L’outrage aux puissants a longtemps motivé une absence quasi-totale de liberté d’expression, au mieux une tolérance réduite de l’hétéroclite. On se méfie de ce qui déroge comme susceptible d’engendrer des troubles d’ordre social. C’est une constante de l’histoire à laquelle n’échappe pas l’époque contemporaine, et il y a de bonnes raisons à cela. On aimerait croire à la responsabilité totale de nos gouvernants en la matière, à leur inclination naturelle à empêcher que ne soient divulguées certaines informations dans la crainte que celles-ci ne portent atteinte à une autorité obtenue de haute lutte. Il y aurait ainsi d’un côté une classe politique tout à ses avantages personnels, prête à leur sacrifier les libertés publiques, de l’autre un peuple spolié dans son ensemble, lors même qu’il serait détenteur de vérités spontanées utiles à son salut. Cette grille de lecture, qui porte à tout référer en dernière analyse à une éternelle dichotomie dominants-dominés, a ses mérites. Dès lors qu’il s’agit de rapports humains et des dissemblances qui en découlent, elle est transposable à foison. En outre, sans égard pour les nombreux points de rupture non assumés par la modernité (explicités dans le livre I), ce raccourci permet l’économie de la remise en question par quelque étude plus poussée. On croit ainsi pouvoir tout expliquer sous le sceau de la seule domination du haut vers le bas. Pourtant, sans pouvoir de même parler d’une domination, quelque chose comme un effroi semble émerger du bas, contraindre le haut et, après coup, toute la société. Le lecteur aura ici du mal à nous suivre, nous lui devons les éclaircissements nécessaires. Va donc suivre à présent une théorie de la liberté d’expression.

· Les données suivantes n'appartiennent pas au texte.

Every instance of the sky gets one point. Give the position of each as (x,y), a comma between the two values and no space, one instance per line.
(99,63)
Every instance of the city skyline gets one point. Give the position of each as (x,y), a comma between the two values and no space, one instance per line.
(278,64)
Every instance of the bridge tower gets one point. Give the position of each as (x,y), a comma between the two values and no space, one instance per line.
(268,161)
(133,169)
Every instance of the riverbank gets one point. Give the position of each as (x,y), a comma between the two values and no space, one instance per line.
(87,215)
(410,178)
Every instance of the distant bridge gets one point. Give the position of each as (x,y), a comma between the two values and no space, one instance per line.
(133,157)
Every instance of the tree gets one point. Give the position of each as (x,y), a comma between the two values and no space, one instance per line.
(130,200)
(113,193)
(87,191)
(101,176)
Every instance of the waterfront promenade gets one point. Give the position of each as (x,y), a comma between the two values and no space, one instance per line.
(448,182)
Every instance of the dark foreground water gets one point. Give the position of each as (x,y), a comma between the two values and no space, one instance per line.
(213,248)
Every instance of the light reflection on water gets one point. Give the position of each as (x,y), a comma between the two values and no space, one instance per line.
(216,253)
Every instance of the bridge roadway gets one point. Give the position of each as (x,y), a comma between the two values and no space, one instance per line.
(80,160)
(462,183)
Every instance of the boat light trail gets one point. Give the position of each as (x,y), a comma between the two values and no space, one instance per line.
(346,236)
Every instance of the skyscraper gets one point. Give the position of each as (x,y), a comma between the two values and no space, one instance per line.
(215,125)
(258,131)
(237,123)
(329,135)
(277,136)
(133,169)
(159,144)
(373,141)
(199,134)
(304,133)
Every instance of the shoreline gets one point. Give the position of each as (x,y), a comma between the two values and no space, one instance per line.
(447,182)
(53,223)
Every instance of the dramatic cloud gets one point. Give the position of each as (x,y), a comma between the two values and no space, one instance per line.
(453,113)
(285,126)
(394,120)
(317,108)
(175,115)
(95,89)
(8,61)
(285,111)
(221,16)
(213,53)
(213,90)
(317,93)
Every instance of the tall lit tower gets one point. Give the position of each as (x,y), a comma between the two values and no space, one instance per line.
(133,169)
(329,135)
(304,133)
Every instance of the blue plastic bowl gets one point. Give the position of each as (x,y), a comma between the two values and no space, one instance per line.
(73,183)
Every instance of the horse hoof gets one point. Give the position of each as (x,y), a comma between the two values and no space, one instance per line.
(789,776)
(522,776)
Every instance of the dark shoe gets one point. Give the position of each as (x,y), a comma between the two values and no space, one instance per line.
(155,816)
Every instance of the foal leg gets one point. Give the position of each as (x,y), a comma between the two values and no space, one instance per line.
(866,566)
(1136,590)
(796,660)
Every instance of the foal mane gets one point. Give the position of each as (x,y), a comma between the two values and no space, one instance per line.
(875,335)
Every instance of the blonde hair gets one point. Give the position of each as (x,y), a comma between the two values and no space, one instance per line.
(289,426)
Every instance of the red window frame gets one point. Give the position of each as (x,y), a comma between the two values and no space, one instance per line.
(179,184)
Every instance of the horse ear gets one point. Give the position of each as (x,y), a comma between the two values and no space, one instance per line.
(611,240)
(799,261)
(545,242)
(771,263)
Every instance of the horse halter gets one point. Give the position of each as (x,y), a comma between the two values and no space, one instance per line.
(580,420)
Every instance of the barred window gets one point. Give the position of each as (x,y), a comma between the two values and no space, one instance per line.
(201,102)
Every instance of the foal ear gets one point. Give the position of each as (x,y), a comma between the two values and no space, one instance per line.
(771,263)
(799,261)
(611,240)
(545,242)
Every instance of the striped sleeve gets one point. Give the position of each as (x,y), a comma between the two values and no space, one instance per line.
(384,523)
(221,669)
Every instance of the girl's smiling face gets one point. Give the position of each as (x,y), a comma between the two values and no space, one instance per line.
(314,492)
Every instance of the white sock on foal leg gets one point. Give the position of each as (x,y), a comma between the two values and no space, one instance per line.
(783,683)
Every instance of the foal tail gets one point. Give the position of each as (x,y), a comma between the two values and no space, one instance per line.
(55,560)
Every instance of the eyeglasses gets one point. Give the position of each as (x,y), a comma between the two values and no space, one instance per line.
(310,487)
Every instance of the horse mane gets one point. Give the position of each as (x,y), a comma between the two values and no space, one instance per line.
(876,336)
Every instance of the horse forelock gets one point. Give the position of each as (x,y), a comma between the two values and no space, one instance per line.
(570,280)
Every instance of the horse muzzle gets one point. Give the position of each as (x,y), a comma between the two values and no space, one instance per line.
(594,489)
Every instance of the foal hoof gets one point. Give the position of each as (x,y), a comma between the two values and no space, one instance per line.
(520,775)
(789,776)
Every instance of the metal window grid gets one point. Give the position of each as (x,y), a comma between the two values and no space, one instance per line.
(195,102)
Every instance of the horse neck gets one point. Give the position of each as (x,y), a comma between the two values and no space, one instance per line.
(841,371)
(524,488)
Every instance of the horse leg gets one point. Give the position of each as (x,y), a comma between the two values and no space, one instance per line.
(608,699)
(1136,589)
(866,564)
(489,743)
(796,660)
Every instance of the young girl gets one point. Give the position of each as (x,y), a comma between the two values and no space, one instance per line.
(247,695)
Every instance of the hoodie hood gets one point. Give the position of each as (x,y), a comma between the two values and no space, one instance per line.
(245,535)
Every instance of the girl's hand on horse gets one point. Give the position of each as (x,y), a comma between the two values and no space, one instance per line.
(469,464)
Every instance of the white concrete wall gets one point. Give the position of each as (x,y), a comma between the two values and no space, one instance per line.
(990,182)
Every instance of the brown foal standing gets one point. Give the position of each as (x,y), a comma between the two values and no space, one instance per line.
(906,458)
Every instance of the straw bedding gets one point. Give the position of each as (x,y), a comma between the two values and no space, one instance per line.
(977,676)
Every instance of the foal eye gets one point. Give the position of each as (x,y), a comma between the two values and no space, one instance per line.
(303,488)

L’individu a constamment à l’esprit toute une série de schèmes dont la teneur et l’organisation lui sont propres. En fonction de ses caractéristiques mentales (pour ne pas parler encore de facultés) et de ce que lui soumettent les différentes expériences qu’il éprouve, il se fait une opinion plus ou moins construite, plus ou moins conforme à la réalité de tout objet d’examen. Il n’y a donc pas deux pensées identiques en tous points, mais relativement à certains objets isolés, il y a affinité de pensée, sans quoi aucun consensus et aucune vie en communauté ne seraient jamais envisageables. La raison humaine est le moyen par lequel chaque individu prête ou non crédit au produit de son intellection. Au vrai sens du terme, l’esprit applique ses critères à discriminer entre deux pôles que sont le vrai et le faux, entre ce qui est conforme à la raison et ce qui lui est contraire. Pour qu’il soit valide, cet effort doit faire intervenir le tribunal intime, c’est-à-dire qu’il doit être entrepris à l’abri de toute emprise d’autrui. La confrontation d’idées est certes nécessaire, pour l’animal politique comme pour l’individu spontané, mais en dernière instance, le mot de la fin appartient à la part rationnelle de chacun. En prenant parti pour la modernité, nous devons poser comme préalable que cette part rationnelle est la même en chacun, qu’il y a égalité rigoureuse sur le plan intellectuel au sein de la communauté des hommes. Sur un sujet donné, nous sanctionnons donc bec et ongles l’égalité prérequise de tous les avis et y trouvons notre compte en ayant, en retour, voix au chapitre. L’avis qui l’emporte se fonde alors inévitablement sur l’adhésion du plus grand nombre, quelles que soient par ailleurs la pertinence, la véracité ou la moralité de cet avis. C’est la manière dont fonctionne la social-démocratie contemporaine, ou démocratie « cardinale », égalitaire et horizontale (par opposition à la démocratie « ordinale », hiérarchique et verticale), qui stipule qu’une majorité, par définition, a toujours raison, même lorsqu’elle a tort. Un premier écueil point alors : ce jugement infaillible du nombre ne porte-t-il pas à un certain relativisme des valeurs ? Si oui, comment l’éviter ?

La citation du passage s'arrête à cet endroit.